Phearlez and everyone, thanks for all the information about collections - it's pretty interesting now that I've heard them tiptoe carefully around what exactly their "collections" process entails. I've read about the "how" of disputing with collections, but this gives me more insight into the process.

In the previous thread, the advice was spot-on that "not sounding like a pushover" would get them to back down. I started quoting dates of communications that I had and had received, they asked "Oh, you have copies of your dispute letters?", and suddenly - without even mentioning the certified mail or return receipts - the account could go back into "disputed" status.
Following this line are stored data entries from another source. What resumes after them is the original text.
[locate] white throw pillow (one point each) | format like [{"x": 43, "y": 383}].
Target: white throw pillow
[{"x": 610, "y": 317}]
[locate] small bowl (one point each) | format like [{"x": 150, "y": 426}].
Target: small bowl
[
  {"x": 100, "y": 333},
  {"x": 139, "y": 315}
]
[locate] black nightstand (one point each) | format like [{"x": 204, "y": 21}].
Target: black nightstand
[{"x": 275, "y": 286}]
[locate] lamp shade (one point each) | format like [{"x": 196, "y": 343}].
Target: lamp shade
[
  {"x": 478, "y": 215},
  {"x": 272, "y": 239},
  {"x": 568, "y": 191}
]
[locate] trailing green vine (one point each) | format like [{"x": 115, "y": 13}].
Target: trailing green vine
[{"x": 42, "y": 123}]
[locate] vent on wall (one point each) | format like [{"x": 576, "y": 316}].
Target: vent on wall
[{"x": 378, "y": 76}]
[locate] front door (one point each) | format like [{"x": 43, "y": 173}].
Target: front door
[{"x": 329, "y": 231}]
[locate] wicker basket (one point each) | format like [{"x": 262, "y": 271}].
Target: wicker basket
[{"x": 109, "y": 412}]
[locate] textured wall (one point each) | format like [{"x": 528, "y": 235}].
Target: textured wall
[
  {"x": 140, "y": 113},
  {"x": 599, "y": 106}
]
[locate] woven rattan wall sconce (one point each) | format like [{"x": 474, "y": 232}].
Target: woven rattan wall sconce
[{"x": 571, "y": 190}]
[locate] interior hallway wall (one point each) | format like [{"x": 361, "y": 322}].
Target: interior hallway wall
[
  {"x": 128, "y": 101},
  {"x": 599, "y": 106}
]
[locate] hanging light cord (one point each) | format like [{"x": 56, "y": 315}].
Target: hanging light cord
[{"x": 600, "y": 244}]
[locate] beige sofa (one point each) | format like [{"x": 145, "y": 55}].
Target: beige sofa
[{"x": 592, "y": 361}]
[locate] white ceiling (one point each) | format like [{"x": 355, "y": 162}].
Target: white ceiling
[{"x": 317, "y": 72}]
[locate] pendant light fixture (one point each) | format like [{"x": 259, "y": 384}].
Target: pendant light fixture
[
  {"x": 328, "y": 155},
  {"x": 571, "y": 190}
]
On the phone, they swore they had sent me "emails" about this in addition to "several messages". I have exactly one piece of mail (the first one, from the complex directly), three phone messages (saved in Google Voice), and after the conversation I found an "account invoice" email in my spam filter from today which was blank except for the pre-filled field labels. Classy! If they sent any previous emails, they ended up in spam more than 30 days ago.

I did get a scan of other documentation I requested directly from the complex, so you'd think maybe they'd include a "this is not the right place for these letters" at some point in this process.